Martin Mueller wrote:
> I have been thinking about retroactively tagging spoken sections in
> various fiction corpora, and I wonder whether anybody has advice on
> the utility or feasibility of such a project.
The classic example of this, long before TEI -- or SGML -- was thought of,
was John Burrows' encoding, in a database-like format, of Jane Austen's
novels. [see J.B., Computation into Criticism, Oxford 1987]. Burrows'
encoding allowed direct speech to be distinguished by character, and, more
interestingly perhaps, allowed free indirect speech nominally "uttered" by
the narrator to be assigned to the character whose "erlebte Rede" it was,
and plainly distinguished from strictly third-person narrative passages.
Basically he segmented the text into separate records and prefixed each of
them by a series of descriptors. This is suprisingly easy to do with Austen,
but I woudn't like to try it with James Joyce or Musil.

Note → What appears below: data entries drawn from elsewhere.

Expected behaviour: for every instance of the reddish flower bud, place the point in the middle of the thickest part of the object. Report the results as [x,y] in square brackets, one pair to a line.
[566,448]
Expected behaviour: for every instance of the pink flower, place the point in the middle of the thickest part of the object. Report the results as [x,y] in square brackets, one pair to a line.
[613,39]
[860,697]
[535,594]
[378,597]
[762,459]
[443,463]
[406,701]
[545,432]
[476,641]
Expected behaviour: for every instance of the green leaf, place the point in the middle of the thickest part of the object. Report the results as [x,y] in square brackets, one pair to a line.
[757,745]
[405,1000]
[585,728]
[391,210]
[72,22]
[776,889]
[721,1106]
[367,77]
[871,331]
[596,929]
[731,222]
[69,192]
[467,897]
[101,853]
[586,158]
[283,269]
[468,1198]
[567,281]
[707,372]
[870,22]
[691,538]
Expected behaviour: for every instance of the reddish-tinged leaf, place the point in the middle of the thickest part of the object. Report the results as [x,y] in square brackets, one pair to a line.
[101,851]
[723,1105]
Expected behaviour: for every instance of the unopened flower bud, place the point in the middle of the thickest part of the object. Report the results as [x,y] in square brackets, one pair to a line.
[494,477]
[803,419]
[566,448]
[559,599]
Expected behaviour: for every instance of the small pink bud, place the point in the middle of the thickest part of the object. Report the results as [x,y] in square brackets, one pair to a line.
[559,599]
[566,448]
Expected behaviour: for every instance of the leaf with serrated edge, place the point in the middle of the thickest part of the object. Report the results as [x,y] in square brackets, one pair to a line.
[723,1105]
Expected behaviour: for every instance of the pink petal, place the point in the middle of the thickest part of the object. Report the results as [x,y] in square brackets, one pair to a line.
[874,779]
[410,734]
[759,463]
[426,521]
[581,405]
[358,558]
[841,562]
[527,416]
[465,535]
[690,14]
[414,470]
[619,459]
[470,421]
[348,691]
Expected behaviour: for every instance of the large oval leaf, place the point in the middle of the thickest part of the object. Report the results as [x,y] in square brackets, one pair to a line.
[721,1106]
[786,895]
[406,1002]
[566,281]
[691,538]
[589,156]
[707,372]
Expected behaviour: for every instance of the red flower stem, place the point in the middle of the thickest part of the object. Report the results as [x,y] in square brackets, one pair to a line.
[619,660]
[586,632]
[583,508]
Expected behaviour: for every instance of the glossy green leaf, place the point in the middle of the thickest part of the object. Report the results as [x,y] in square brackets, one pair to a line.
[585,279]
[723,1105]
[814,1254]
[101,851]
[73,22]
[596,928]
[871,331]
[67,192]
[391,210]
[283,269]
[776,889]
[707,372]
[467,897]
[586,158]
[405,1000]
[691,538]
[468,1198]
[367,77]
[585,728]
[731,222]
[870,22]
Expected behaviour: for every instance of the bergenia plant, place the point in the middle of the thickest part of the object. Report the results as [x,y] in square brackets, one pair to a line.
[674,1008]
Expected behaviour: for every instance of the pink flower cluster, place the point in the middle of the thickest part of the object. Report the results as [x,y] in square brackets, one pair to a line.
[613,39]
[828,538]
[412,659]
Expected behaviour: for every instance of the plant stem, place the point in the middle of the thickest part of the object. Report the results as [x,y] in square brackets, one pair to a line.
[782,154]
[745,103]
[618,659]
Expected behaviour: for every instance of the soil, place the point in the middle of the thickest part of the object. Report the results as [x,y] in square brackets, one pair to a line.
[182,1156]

Perhaps the best-remembered of Burrows' findings (by which I suppose I
really mean the one I remember, because I used to drag it into most of my
introductory lectures on text encoding and analysis) came from his initially
accidental failure to enable a stop-list when looking for differentiators
between the reported speech of different characters. He had expected the
unintended inclusion of "the", "and" "but" etc to swamp any differentiating
features, but when he looked at the results of the run, he found to his
surprise that he got statistically stronger differentiations by considering
the frequency and collocations/colligations of such "stopwords" in the
speech assigned to specific characters than he did from more apparently
"characteristic" stylistic or lexical features.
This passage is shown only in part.